The headlines Thursday (Feb. 29) trumpet the fact that inflation rose in January at the rate most people expected — by 3% month on month.
The Personal Consumption Expenditures (PCE) price index is parsed by Wall Street and by the Federal Reserve in mulling when, and by how much, interest rates might be cut in the months ahead, if at all. And at this writing, stocks have opened higher, by about 0.5%.
Inflation, as measured year on year, has now slowed to 2.4%, as a headline reading, below the 3% level that’s been a psychological benchmark of sorts — and it’s within sight of the roughly 2% level that the Fed tends to target when it’s looking at cutting rates.
But digging into the numbers reveals some puts and takes, where consumers seem to be taking a break, so to speak, from spending at the register. The release by the Bureau of Economic Analysis shows that personal income was up 1%, disposable personal income increased 0.3% (outpaced by inflation) and spending was down 0.1%. In the latter metric, notably, per the data, spending on food was up 0.5% even as overall consumer spending slipped overall. Prices for services increased 0.6% and prices for goods decreased 0.2%.
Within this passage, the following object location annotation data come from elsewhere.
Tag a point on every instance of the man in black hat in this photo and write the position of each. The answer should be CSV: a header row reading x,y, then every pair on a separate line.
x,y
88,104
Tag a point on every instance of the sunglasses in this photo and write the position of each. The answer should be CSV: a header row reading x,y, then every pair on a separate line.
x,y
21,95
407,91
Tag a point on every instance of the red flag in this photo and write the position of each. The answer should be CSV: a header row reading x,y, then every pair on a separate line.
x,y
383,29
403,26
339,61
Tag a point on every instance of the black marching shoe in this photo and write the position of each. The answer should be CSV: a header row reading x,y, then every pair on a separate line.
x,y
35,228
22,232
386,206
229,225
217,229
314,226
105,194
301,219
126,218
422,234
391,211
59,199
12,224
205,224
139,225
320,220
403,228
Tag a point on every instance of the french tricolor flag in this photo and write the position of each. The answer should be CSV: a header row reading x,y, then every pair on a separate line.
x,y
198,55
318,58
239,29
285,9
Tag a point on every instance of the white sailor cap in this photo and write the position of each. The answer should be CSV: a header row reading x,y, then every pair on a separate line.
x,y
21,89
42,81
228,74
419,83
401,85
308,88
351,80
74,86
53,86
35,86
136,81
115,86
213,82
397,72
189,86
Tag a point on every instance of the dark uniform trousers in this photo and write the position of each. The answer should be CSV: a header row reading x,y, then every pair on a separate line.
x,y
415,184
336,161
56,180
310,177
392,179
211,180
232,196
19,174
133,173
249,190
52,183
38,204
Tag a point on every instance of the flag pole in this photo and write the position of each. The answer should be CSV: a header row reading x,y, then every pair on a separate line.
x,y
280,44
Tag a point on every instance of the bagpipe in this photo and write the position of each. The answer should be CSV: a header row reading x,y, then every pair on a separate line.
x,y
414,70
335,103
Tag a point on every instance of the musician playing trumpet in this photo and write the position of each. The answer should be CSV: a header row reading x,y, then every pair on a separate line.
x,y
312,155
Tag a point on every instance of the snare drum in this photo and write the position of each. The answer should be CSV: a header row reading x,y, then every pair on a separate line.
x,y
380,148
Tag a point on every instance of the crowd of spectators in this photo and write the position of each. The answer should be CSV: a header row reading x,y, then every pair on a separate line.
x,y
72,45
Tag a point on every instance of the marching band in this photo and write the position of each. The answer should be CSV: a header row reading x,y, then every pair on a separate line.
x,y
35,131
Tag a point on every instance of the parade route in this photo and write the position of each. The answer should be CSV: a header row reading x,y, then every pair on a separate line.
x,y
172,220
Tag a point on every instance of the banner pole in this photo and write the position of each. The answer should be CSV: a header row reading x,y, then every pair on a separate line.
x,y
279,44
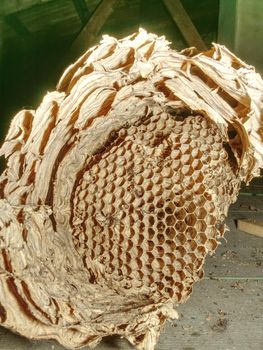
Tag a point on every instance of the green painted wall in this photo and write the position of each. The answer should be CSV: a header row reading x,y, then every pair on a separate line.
x,y
241,29
35,42
249,32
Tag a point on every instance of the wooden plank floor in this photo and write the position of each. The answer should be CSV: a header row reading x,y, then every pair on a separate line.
x,y
225,311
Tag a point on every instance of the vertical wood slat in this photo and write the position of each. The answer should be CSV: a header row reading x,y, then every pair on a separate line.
x,y
184,23
88,34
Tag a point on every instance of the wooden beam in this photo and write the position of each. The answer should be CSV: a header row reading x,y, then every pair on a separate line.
x,y
252,227
82,10
89,32
227,23
185,24
10,6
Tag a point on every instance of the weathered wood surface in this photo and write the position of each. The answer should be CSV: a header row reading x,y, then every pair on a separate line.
x,y
206,323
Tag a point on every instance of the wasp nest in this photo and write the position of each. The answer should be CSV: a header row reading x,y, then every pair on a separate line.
x,y
117,186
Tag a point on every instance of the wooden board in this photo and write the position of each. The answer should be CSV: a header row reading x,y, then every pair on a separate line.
x,y
252,227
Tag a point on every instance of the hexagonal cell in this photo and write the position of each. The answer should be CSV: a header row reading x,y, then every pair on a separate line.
x,y
179,276
178,190
211,245
209,207
170,220
200,225
160,203
157,190
169,208
190,220
151,233
188,196
179,201
150,257
151,220
160,214
167,172
180,226
200,200
197,164
187,170
160,226
161,238
148,185
190,207
201,250
180,239
210,219
169,244
176,154
185,147
160,250
199,188
200,213
170,232
190,232
190,245
138,179
149,197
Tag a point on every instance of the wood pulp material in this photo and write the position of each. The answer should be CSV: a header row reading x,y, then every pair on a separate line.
x,y
117,187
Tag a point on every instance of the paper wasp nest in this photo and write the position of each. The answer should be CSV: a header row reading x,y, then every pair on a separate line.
x,y
117,186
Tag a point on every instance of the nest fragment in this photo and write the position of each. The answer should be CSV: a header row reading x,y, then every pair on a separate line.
x,y
117,187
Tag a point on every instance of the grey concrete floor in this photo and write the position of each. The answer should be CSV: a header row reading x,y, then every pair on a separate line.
x,y
225,311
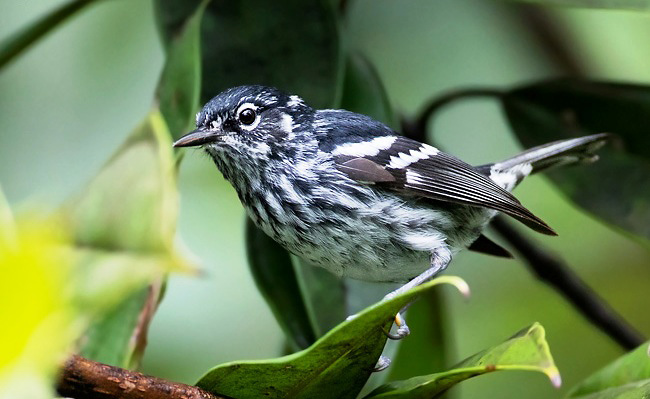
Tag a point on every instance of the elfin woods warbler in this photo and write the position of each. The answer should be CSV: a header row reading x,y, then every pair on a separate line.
x,y
347,193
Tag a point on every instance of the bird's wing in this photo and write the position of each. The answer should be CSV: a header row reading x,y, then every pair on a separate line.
x,y
413,168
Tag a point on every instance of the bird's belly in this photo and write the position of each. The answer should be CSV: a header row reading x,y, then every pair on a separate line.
x,y
390,241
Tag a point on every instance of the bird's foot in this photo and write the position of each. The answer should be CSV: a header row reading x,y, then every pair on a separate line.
x,y
382,364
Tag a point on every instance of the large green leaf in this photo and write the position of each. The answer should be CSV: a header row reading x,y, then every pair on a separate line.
x,y
291,44
275,276
527,350
363,91
16,44
617,187
626,377
180,82
336,366
324,295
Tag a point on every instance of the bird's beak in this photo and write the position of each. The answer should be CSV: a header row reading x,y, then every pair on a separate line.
x,y
197,137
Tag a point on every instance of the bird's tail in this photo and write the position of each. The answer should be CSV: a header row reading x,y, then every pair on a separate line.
x,y
510,172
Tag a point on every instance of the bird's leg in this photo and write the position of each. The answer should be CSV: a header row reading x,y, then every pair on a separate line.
x,y
440,258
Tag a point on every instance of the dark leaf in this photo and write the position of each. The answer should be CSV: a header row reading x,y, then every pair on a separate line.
x,y
17,43
336,366
617,187
292,45
628,376
363,91
276,278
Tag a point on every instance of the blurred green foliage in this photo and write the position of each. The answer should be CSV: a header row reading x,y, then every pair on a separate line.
x,y
65,101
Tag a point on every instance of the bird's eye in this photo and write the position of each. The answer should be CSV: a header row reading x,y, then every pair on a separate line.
x,y
247,116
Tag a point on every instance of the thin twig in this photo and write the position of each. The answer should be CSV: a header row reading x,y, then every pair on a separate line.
x,y
84,379
551,269
548,267
416,129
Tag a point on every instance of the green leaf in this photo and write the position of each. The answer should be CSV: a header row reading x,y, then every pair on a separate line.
x,y
626,377
425,349
17,43
638,5
244,42
527,350
336,366
180,82
363,91
617,187
6,219
124,225
276,279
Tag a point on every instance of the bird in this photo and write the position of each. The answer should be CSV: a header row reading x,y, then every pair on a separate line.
x,y
349,194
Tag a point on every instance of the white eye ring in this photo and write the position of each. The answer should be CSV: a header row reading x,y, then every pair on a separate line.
x,y
252,125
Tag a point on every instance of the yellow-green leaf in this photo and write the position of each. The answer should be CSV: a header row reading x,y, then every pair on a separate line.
x,y
335,366
527,350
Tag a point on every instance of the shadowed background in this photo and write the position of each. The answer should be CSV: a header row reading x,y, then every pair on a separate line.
x,y
67,104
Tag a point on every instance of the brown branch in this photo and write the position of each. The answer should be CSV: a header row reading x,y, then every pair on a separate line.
x,y
547,266
84,379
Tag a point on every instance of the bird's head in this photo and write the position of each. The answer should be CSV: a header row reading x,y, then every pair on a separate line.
x,y
250,124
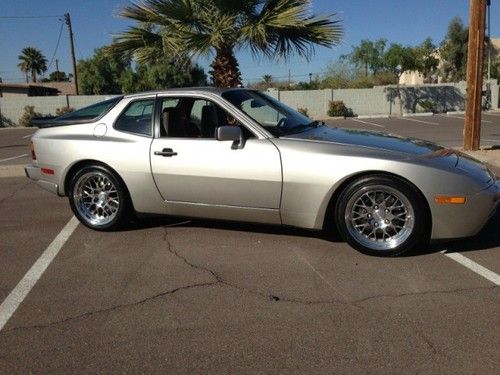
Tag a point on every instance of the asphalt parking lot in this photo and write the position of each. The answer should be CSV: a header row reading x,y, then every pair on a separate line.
x,y
177,296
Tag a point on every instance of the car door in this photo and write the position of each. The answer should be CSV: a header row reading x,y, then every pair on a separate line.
x,y
193,168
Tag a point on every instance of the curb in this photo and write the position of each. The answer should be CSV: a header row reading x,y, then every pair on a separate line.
x,y
418,114
372,116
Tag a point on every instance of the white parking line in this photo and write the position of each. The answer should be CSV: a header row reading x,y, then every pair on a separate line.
x,y
421,121
14,157
473,266
17,296
463,118
367,122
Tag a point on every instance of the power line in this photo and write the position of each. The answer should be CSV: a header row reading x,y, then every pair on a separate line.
x,y
29,17
57,45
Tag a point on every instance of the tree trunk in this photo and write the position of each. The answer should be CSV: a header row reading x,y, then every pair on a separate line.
x,y
225,70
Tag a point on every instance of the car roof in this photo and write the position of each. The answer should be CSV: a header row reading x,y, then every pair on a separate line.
x,y
203,89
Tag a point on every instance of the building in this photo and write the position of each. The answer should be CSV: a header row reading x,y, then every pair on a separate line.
x,y
26,89
416,78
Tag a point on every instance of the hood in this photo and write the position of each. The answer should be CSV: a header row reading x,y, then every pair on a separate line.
x,y
366,138
413,148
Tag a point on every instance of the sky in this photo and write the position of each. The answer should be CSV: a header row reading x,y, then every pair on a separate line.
x,y
95,21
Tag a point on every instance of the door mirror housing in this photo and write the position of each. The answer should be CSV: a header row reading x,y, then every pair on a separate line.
x,y
231,133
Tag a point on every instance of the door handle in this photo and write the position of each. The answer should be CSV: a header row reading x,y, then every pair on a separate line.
x,y
168,152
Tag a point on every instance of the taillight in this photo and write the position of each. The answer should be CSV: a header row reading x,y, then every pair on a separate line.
x,y
32,149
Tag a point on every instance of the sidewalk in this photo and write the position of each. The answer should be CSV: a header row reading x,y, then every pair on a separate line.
x,y
488,156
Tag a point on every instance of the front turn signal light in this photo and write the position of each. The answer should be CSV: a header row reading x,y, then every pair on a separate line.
x,y
449,199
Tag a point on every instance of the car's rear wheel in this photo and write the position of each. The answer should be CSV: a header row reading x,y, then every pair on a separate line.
x,y
98,198
381,215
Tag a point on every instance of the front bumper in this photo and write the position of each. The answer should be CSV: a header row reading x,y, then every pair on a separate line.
x,y
35,173
464,220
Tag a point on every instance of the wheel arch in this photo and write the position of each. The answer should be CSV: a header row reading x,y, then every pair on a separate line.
x,y
328,217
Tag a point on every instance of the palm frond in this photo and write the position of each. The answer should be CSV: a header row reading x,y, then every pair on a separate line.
x,y
284,27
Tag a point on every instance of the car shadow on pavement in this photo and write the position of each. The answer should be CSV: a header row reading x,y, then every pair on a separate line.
x,y
487,238
152,221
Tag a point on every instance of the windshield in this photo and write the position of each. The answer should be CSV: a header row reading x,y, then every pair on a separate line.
x,y
270,113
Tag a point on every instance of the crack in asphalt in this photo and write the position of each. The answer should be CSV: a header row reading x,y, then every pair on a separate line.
x,y
448,291
109,309
15,192
219,280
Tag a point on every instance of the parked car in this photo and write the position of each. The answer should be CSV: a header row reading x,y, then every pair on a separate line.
x,y
238,154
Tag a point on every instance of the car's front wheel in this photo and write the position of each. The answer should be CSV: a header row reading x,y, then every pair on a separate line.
x,y
98,198
381,215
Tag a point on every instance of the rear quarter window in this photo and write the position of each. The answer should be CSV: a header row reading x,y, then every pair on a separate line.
x,y
92,112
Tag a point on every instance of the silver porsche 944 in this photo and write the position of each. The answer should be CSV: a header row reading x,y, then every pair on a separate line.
x,y
238,154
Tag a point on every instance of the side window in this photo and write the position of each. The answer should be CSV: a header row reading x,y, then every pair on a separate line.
x,y
194,118
137,117
261,112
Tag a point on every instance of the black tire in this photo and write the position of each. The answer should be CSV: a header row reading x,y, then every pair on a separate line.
x,y
99,199
381,215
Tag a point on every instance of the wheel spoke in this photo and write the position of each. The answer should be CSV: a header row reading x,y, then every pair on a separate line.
x,y
379,217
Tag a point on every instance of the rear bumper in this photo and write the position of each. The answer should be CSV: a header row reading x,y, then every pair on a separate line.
x,y
464,220
34,173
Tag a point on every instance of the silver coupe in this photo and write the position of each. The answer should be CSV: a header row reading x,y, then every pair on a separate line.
x,y
238,154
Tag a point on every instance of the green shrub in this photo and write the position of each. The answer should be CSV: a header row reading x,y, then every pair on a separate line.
x,y
337,108
63,110
28,115
304,111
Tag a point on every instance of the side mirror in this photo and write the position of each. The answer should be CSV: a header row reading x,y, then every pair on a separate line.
x,y
256,104
230,133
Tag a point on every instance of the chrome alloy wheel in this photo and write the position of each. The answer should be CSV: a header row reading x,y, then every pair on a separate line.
x,y
379,217
96,198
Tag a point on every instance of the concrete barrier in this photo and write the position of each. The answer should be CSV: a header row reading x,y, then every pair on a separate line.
x,y
376,101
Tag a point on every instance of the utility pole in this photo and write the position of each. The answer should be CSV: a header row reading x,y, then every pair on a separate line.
x,y
472,127
67,20
488,4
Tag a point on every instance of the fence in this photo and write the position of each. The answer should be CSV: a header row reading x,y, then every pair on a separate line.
x,y
380,100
The personal saving rate in the most recent month was 3.8%, a slight bump from the 3.7% seen in December but below the 4.8% rate that had been seen as recently as this past summer.
In part the continued pressure on the saving rate is due to the boost in personal interest payments — which of course includes credit card debt. In January, personal interest payments totaled $573.4 billion, up from the $563.5 billion in December and leagues above the $500 billion recorded this past June.
The data for January indicate that inflation may be cooling, albeit at a pace that’s not enough to push consumers to feel more confident about spending more in the aisles or online to get items into their baskets or at the doorstep — i.e., at least in January, they’d likely shifted a bit to services and to keep putting food on the table.
PYMNTS Intelligence reported in the middle of February that consumers’ expectations regarding inflation are easing at least a bit.
The percentage of consumers anticipating ongoing inflation in retail prices in the next 12 months decreased from 64% in January 2023 to 57% in January 2024, despite surges in inflationary concerns in mid-2023. But, as we note, that still represents a significant majority, and caution around spending is showing up in the government’s official data. Separate data corroborates this, as the Census Bureau reported that January notched an 0.8% slide in retail sales. That was worse than estimates, where consensus had looked for a 0.3% decline from December’s levels.